Röportaj: My Brightest Diamond

O müthiş kadın

Geçtiğimiz Cuma, Shara Worden, nam-ı diğer My Brightest Diamond'la bir aradaydık. Berrak sesi, tanımlaması zor müziğiyle gönüllerimizi çalan bu müthiş kadın, Salon konserine saatler kala, küçük adımlarıyla  kendisini beklediğimiz yere geldi. Rujunu tazeledi, ne kadar iyi ağırlandığını anlattı ve kocaman gülümsemesi eşliğinde sohbete başladık.

Büşra: Bu akşam konseriniz var, öncelikle beklentilerinizi sormak istiyorum. Nasıl bir performans olacak dersiniz?

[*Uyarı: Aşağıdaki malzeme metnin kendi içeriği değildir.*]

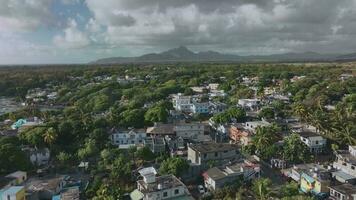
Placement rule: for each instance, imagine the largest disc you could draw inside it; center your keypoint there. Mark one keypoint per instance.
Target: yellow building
(13, 193)
(315, 182)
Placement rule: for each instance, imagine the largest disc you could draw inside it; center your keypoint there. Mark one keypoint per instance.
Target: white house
(193, 131)
(346, 161)
(315, 142)
(38, 157)
(19, 177)
(218, 177)
(249, 104)
(127, 138)
(154, 187)
(252, 126)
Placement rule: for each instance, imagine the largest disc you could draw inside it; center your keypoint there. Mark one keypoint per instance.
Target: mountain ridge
(183, 54)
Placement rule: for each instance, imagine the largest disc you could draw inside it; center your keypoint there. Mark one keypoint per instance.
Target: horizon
(81, 31)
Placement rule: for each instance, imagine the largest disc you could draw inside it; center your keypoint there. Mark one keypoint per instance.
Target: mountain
(183, 54)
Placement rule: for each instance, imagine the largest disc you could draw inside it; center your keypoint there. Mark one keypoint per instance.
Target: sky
(80, 31)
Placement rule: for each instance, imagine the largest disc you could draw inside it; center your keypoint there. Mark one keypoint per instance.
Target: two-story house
(218, 177)
(314, 141)
(127, 138)
(207, 153)
(154, 187)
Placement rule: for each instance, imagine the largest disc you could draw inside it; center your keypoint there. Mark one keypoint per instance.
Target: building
(346, 161)
(38, 157)
(202, 153)
(71, 193)
(18, 176)
(155, 144)
(13, 193)
(239, 135)
(160, 129)
(249, 104)
(217, 107)
(314, 141)
(200, 108)
(45, 188)
(252, 126)
(193, 131)
(127, 138)
(342, 192)
(182, 103)
(154, 187)
(316, 181)
(218, 177)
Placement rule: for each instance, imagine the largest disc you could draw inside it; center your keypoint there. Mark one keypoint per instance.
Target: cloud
(72, 38)
(247, 27)
(24, 15)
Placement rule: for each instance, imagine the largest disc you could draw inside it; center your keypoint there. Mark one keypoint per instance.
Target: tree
(145, 154)
(12, 158)
(294, 150)
(63, 158)
(156, 114)
(264, 138)
(50, 136)
(290, 189)
(121, 169)
(261, 188)
(267, 113)
(89, 149)
(174, 165)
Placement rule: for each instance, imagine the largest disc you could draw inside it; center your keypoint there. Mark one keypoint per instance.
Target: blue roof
(308, 178)
(13, 190)
(57, 197)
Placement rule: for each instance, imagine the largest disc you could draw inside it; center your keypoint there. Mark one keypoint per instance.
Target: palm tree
(50, 136)
(262, 189)
(264, 137)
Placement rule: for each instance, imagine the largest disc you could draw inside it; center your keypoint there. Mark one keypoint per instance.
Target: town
(214, 131)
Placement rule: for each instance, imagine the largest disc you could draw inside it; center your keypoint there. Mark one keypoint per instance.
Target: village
(210, 145)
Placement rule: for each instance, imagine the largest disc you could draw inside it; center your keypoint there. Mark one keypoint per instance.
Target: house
(25, 123)
(217, 107)
(314, 141)
(174, 143)
(239, 135)
(249, 104)
(8, 133)
(160, 129)
(296, 171)
(45, 188)
(71, 193)
(182, 103)
(193, 131)
(156, 144)
(127, 138)
(252, 125)
(203, 153)
(200, 108)
(13, 193)
(346, 161)
(316, 181)
(18, 176)
(218, 177)
(154, 187)
(37, 157)
(342, 192)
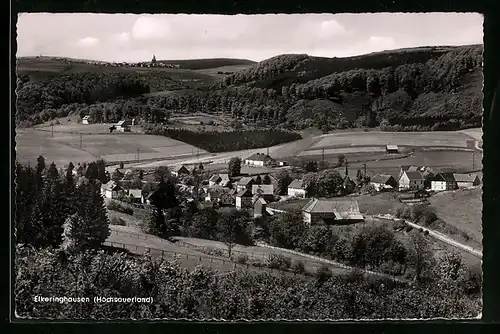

Shara: Türk şiirlerinin toplaması niteliğinde bir albüm yaptım. Şiirler İngilizceye çevrildi ve ben seslendirdim. Şarkılardan birini seslendirirken kafamın içinde ona uygun düşen bir müzik işittim ve ardından The Sea isimli parçayı yaptım. Arkadaşlarımdan Murat Eyüboğlu, her bir şiir için fotoğraf çekti ve Letters to Distant Cities isimli bir koleksiyonumuz olmuş oldu. Bu akşam da şiirleri okuyacağız; Murat Türkçe okuyacak, ben İngilizce ve fotoğrafları göstereceğiz. Geceyi böyle açmayı düşünüyoruz, sonrasında da normal My Brightest Diamond performansını gerçekleştiriyor olacağım. Açıkçası bu akşamla alakalı olarak çok heyecanlıyız çünkü bu yıllardır üstünde çalıştığımız bir proje ve sonunda İstanbul'a gelip şiirleri burada sunabilmek bizim için çok çok önemli.

Aybike: Bu projeye başlarkenki motivasyonunuz neydi peki?

Shara: Açıkçası başlarken nereye varacağını bilmiyorduk. Fotoğraf, müzik ve şiiri bir araya getiren bir şey çünkü bu. Herhangi bir kategoriye girmiyor, daha çok birbirini seven sanatçıların birlikte yaptığı bir şey oldu.

Aybike: Müziğinizle alakalı olarak yazılanları okuduğumda sizin için Jeff Buckley'nin kadın versiyonu dendiğini gördüm.

Shara: Bence.. (duraksıyor) bu çok büyük bir onur. (Kocaman bir kahkaha) Başka ne söyleyebilirim ki? Çok büyük bir onur benim için.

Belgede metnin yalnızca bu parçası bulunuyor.